According to Michael Ward, the managing director of Harrods, the 173-year-old retailer is falling behind Paris and Milan’s luxury trade subsequent to the UK axing VAT-free shopping.
Paris and Milan are overtaking London’s luxury trade, Michael Ward warns. Speaking to The Telegraph, he claims the decision to stop VAT-free shopping has put tourists off making luxury purchases in Britain’s capital city.
European countries, such as France and Italy, both still allow international shoppers to claim VAT back, yet the UK stopped this following Brexit at the end of 2020. To combat this decline in tourism, Harrods has made efforts to source exclusive designer pieces that aren’t available to shoppers in other European capitals.
Former Chancellor Kwasi Kwarteng planned to bring VAT-free shopping back in an update during autumn 2022. However, Chancellor Jeremy Hunt went back on this.

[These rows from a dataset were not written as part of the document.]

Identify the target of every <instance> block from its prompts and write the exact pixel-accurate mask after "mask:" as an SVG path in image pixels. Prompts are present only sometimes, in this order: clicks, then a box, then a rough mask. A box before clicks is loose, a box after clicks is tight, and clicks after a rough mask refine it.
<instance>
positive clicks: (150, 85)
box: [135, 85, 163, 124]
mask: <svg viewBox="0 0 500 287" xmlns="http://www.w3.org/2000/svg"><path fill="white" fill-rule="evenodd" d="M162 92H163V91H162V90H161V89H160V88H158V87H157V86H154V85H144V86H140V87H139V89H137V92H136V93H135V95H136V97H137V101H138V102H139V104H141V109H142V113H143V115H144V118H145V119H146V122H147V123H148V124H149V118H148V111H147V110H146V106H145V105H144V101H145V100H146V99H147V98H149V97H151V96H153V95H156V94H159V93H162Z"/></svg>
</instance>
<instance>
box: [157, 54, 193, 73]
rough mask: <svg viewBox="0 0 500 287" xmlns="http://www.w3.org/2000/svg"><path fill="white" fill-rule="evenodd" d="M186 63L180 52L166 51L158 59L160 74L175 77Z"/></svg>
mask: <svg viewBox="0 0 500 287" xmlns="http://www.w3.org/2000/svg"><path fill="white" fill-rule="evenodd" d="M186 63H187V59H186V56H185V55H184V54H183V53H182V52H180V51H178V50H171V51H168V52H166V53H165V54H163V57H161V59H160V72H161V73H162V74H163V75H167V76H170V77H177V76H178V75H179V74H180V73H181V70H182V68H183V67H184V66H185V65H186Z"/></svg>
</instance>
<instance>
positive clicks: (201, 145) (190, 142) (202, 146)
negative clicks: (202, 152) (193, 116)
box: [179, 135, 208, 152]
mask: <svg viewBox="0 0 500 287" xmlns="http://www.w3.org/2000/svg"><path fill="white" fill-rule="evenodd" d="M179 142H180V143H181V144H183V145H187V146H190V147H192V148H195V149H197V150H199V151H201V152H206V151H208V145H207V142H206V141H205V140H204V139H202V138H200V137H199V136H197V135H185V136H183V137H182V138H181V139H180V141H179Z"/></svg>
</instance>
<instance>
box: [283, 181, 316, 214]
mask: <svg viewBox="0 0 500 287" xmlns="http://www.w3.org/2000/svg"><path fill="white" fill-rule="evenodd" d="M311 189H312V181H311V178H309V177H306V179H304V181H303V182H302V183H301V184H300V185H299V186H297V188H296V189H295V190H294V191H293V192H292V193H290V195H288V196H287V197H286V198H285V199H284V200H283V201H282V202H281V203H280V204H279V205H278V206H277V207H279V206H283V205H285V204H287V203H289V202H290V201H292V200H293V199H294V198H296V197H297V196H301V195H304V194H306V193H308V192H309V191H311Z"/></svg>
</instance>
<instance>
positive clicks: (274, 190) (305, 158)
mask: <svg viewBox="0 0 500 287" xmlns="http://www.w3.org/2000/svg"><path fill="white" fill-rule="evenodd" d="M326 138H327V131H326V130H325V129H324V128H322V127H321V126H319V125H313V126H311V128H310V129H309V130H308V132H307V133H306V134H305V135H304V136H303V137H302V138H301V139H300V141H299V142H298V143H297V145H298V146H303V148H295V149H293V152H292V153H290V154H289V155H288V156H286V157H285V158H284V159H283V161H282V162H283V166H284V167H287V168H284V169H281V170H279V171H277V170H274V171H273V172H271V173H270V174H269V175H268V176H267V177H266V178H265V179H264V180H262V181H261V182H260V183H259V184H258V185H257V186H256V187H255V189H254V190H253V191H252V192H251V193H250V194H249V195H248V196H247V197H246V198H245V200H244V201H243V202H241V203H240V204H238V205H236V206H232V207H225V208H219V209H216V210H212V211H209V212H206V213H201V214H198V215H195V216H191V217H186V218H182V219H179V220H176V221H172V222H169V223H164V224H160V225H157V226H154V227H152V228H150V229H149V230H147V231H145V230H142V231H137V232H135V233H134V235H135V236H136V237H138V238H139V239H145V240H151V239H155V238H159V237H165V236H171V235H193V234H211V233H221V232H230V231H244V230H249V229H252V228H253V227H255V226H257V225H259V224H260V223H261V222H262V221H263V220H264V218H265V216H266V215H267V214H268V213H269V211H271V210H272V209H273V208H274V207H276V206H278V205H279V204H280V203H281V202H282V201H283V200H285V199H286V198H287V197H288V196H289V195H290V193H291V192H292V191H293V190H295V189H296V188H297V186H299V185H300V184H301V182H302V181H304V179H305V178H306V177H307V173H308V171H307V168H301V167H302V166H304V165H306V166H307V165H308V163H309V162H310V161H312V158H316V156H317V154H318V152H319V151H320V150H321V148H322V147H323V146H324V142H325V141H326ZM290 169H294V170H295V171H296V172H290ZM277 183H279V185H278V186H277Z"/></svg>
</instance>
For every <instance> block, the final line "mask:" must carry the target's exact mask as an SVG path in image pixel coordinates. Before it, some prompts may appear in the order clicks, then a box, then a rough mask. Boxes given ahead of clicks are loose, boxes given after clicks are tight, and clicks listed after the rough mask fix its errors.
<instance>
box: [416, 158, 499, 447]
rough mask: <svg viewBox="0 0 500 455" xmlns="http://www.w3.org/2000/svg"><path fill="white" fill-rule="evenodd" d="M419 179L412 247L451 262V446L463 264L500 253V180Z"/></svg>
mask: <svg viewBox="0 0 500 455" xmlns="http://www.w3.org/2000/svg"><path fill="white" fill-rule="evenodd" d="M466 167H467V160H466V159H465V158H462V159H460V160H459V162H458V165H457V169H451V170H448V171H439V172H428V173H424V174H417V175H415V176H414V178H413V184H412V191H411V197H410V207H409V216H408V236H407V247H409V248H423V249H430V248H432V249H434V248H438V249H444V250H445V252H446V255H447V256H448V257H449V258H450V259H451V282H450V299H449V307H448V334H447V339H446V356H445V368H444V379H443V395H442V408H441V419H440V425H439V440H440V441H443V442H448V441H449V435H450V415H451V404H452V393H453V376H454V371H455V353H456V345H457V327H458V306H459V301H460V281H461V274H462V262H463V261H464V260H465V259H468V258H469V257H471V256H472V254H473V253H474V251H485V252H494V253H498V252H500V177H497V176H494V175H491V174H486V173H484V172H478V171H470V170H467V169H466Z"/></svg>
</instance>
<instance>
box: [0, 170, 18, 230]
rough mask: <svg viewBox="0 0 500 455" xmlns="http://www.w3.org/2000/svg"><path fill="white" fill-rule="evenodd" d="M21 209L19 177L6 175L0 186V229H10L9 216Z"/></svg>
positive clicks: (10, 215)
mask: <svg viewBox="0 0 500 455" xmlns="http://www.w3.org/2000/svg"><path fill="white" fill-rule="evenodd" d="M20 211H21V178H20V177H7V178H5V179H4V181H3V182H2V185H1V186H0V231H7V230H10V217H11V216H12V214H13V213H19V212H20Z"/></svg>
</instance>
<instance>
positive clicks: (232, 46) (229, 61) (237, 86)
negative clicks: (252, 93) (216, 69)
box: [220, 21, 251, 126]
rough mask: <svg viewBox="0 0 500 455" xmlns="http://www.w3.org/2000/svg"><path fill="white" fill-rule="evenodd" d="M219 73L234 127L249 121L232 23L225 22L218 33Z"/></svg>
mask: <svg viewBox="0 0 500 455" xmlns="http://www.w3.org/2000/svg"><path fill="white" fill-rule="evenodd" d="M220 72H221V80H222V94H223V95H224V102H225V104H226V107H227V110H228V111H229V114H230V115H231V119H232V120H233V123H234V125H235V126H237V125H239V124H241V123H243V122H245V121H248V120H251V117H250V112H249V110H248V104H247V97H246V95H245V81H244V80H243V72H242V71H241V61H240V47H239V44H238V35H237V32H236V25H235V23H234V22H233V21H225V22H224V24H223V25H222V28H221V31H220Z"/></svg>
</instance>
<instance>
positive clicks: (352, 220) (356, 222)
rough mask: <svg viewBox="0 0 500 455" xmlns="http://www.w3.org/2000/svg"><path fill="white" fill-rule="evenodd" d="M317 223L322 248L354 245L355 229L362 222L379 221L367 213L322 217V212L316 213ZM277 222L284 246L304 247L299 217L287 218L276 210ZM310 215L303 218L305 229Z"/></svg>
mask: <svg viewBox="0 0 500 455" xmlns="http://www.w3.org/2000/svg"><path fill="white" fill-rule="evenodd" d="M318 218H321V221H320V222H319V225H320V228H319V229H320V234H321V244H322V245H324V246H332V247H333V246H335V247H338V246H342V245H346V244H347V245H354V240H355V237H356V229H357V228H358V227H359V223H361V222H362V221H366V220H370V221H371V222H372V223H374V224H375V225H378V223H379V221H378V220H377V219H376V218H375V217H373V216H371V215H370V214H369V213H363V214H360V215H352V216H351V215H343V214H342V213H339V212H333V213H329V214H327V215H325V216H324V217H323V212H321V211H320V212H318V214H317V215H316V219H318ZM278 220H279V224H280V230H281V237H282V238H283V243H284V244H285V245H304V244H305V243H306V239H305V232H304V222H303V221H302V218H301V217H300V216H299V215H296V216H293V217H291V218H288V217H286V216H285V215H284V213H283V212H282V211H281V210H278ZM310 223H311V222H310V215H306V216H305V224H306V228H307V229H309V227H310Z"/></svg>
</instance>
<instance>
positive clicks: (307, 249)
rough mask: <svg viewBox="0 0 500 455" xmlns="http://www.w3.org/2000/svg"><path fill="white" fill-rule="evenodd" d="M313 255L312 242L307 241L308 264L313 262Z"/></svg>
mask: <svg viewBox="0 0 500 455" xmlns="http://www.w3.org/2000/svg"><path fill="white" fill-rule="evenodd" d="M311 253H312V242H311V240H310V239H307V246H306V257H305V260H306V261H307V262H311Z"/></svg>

Ward urges the government to overturn its tourism strategy as people start to return following the pandemic. He commented: “If I’m going to buy a Christian Dior saddlebag for £2,000, why wouldn’t I buy it in Paris? We’ve got to make it up by being smarter in what we’re offering to that customer. We want more exclusive products so that they can’t buy the same thing in Paris.
“It’s actually really key to have – because we’re competing against Europe, which has a very comprehensive tourism strategy and that is integrated across the whole of Europe. We need to be ahead of that.”
In 2021, the UK launched a tourism recovery plan, in which it determined the country to recover to pre-pandemic numbers of tourists by 2023. However, visitor numbers remain low, despite Covid rules having been lifted.
In August 2022, 3.5 million people visited the UK from overseas, down by a fifth from August 2019 levels. These tourists spent £3.1 billion over the month, in comparison to £3.5 billion in 2019.
The Government has said it is scrapping VAT-free shopping for tourists as the move would save £2 billion annually. The Treasury said in a statement that it comes as “part of the UK’s commitment to fiscal discipline”.
The Treasury’s estimates have been disputed, and retail chiefs such as Ward have called for an independent review of the policy. Oxford Economics research suggests that the UK could raise a further £350 million in tax revenues if they brought back the measure, saying if VAT-free shopping came back then visitors would flock back into the UK and spend more on hotels and attractions in the country.
This plea comes as China begins to ease its Covid restrictions. In late 2019, £1 of every £5 spent by Chinese visitors in London had been at Harrods. Ward claims has yet to come back in full.